Subsequently a liquid pressure fluid will be introduced through the pressure fluid passages 20 so as to urge the membrane 22 away from the first mould face 18, as shown in Figure 3. This also influences the radially inner area of the marginal bead 28 which now approaches the second mould member 36 around the cavity 64 or the insert 40 in the upper range thereof. Consequently the connection between the mouth 44 and the cavity 64 is constricted substantially by a deformation of the depression 30, indicated in Figures 3 and 6. In this manner in the area of the insert 40 a pressing burr is formed which is just as thin or, at any rate, not substantially thicker than the pressing burr normally formed all around the cavity 64.

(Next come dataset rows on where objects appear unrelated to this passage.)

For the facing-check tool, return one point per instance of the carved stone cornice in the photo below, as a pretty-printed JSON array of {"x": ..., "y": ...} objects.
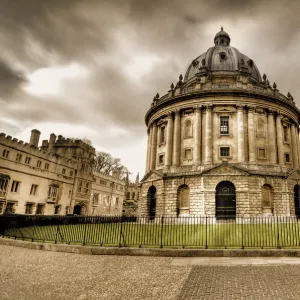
[
  {"x": 170, "y": 114},
  {"x": 251, "y": 109},
  {"x": 240, "y": 107},
  {"x": 198, "y": 108},
  {"x": 177, "y": 112},
  {"x": 271, "y": 111}
]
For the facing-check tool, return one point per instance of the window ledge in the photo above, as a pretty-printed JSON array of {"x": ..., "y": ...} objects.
[{"x": 225, "y": 135}]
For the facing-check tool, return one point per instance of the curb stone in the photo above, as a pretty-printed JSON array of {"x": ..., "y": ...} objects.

As soon as the entire ceramic mass 10 contained in cavity 64, as shown in Figure 3, has been compacted to a homogeneous formed body 12, the first mould member carrier 14, including the first mould member 1 6 is moved away from the second mould member 36 into an open position (not shown) so as to permit removal of the formed body 12. During this time the mass conduit 60 is again filled with ceramic mass 10 upon opening of the shut-off slide 52 so that subsequently a new operating cycle may begin.

Claims (5)

1. A press die for making ceramic formed bodies, in particular plates of a pulverous or granular mass, comprising a first mould member including a first mould face at least approximately complementary to one side of the formed body, particularly the underside of the plate, a second mould member including a second mould face complementary to the opposite side of the formed body, particularly the topside of the plate, a cavity defined by the two mould members when the press die is closed and into which opens a supply duct for the mass which is adapted to be fed under the influence of gravity and/or a pressure gas, and a membrane comprising a marginal bead which surrounds the cavity annularly and is adapted selectively to be engaged with the first mould face or be pressed away from the same by pressure fluid, in which the marginal bead has a depression forming a bay-like radially outwardly directed enlargement of the cavity, the mouth of the supply duct is located opposite the depression, and the marginal bead is adapted to be deformed by the pressure fluid into a final press position at which the depression between the mouth of the supply duct and the cavity at least is flattened.

2. The press die as claimed in claim 1, in which in the final press position the depression is flattened to such an extent that in the area of the depression the formed body will receive a pressing burr at least not substantially thicker than in the remaining zones of the marginal bead.

3. The press die as claimed in claim 1 or 2, in which the depression widens towards the centre of the membrane when the latter is relaxed.

4. The press die as claimed in any one of claims 1 to 3, comprising a slide member which is guided at the second mould member and movable in the supply duct towards and away from the cavity so as to close or open the mouth of the supply duct, in which the slide member is displaceable at least approximately in parallel with a surface line of the membrane extending through the centre of the depression.

5. A press die for making ceramic formed bodies substantially as described herein with reference to and as illustrated in the accompanying drawings.